Was she ... or wasn't she ...? The Queen of Tuckabatchie?

There is evidence in the Moravian Diaries that Lavinia indicated she was white (See her father's record). Suspicion that she was Creek has been voiced since shortly after her death, including comments such as "there is no truth to the rumor that she was an Indian." However: " ... confirmation that Lavina Downs was Creek came from the Chehaws who showed Janice [Woods Windle] that the marriage of Hawkins and Downs is recorded in the official Marriages of the Muskogee."
http://www.rootsweb.com/~gajones/hawkins.htm

Lavinia Downs is thought by many family members to be of the Ocmulgee Creek Nation, and they insist she was first the wife of Chief Long Side of Tuckabatchie (Tookautchee). He was killed in a raid, and she was widowed with a young son, Silas. Her son Silas is said to have been born in 1792 which conflicts with Lavinia's reported birthdate of 10 May 1781. The birthdate of her presumed son Silas Downs, however, would have come at age 10 or 11, if both birthdates are reported correctly.

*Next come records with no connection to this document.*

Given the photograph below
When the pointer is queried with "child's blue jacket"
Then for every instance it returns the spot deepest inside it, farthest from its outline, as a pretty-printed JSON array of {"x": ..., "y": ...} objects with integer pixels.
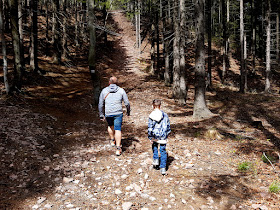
[{"x": 158, "y": 125}]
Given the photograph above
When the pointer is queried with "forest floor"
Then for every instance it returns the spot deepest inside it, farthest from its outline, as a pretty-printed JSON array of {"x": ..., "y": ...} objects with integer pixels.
[{"x": 55, "y": 152}]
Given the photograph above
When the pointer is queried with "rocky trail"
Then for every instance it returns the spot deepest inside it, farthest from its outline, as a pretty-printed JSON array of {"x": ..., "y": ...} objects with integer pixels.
[{"x": 63, "y": 159}]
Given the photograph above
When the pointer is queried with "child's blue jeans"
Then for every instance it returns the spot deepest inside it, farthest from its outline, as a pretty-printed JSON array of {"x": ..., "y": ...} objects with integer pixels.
[{"x": 163, "y": 155}]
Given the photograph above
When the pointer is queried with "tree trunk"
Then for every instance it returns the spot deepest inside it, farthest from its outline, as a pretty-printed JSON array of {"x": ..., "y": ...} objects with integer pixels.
[
  {"x": 47, "y": 29},
  {"x": 34, "y": 37},
  {"x": 4, "y": 50},
  {"x": 224, "y": 39},
  {"x": 20, "y": 28},
  {"x": 57, "y": 39},
  {"x": 277, "y": 38},
  {"x": 268, "y": 46},
  {"x": 76, "y": 24},
  {"x": 95, "y": 76},
  {"x": 152, "y": 51},
  {"x": 243, "y": 76},
  {"x": 17, "y": 83},
  {"x": 209, "y": 30},
  {"x": 200, "y": 109},
  {"x": 183, "y": 86},
  {"x": 104, "y": 11},
  {"x": 158, "y": 42},
  {"x": 64, "y": 31},
  {"x": 254, "y": 37},
  {"x": 137, "y": 25},
  {"x": 176, "y": 52},
  {"x": 167, "y": 76}
]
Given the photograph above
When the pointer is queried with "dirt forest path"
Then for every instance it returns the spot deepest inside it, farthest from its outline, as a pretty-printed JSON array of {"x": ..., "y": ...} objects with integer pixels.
[{"x": 84, "y": 173}]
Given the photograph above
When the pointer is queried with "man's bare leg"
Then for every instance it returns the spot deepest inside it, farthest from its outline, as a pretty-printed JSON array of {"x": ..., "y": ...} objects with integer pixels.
[
  {"x": 111, "y": 132},
  {"x": 118, "y": 137}
]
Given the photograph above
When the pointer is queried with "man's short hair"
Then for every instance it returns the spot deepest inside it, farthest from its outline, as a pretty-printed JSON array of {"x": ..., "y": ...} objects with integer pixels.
[
  {"x": 156, "y": 102},
  {"x": 113, "y": 80}
]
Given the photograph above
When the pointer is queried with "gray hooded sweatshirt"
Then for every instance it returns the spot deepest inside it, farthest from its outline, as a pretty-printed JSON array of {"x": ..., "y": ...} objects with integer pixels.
[{"x": 113, "y": 101}]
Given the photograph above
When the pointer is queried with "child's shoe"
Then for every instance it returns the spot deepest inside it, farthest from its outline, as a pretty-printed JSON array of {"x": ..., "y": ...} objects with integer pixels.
[
  {"x": 155, "y": 162},
  {"x": 163, "y": 171},
  {"x": 119, "y": 151},
  {"x": 113, "y": 142}
]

Lavinia lived at the Creek agency (in Crawford Co., GA) with her husband, Col. Benjamin Hawkins until his death. At her death, over a decade later, she was still living in Crawford County. One of her daughters was buried in Roberta, the county seat, and records from a lawsuit / complaint indicate that this daughter, Jeffersonia, lived with Lavinia. Lavinia was buried at Ft. Hawkins, and her grave is not (obviously) marked. Her obituary was carried in the Milledgeville paper, as that town was (then) a major center and the one-time state capital.

Page 60 of the Crawford County Guardian Bonds Book "A" states that Richard W. Ellis was appointed adminsitrator of her estate on March 3, 1834. Hiram Troutman and Bryan Bateman acted as security and a bond of $500 was posted. The minimal bond indicates that Pound was correct in stating that she lost most of her inheritance from Benjamin. Hiram Troutman was the father of Joanna Troutman who sewed the famous flag carried into the Texas Revolution by the Georgia volunteers.

If Lavinia was Creek, that fact was kept secret throughout the part of the family that remained in Water Valley, Mississippi after 1850. The part of the family that moved to San Marcos kept alive this secret. Her suspected Creek heritage is commemorated by the book "True Women" by Janice Woods Windle, which has been made into a mini-series (and slightly fictionalized by screen-writers).


Lavinia married Benjamin Hawkins on 9 Jan 1812 in Ft. Hawkins, Jones, GA. (Benjamin Hawkins was born on 15 Aug 1754 in Bute County (now Vance County), North Carolina, USA, died on 6 Jun 1816 in Creek Agency near Roberta, Crawford, GA and was buried in Creek Agency, GA.)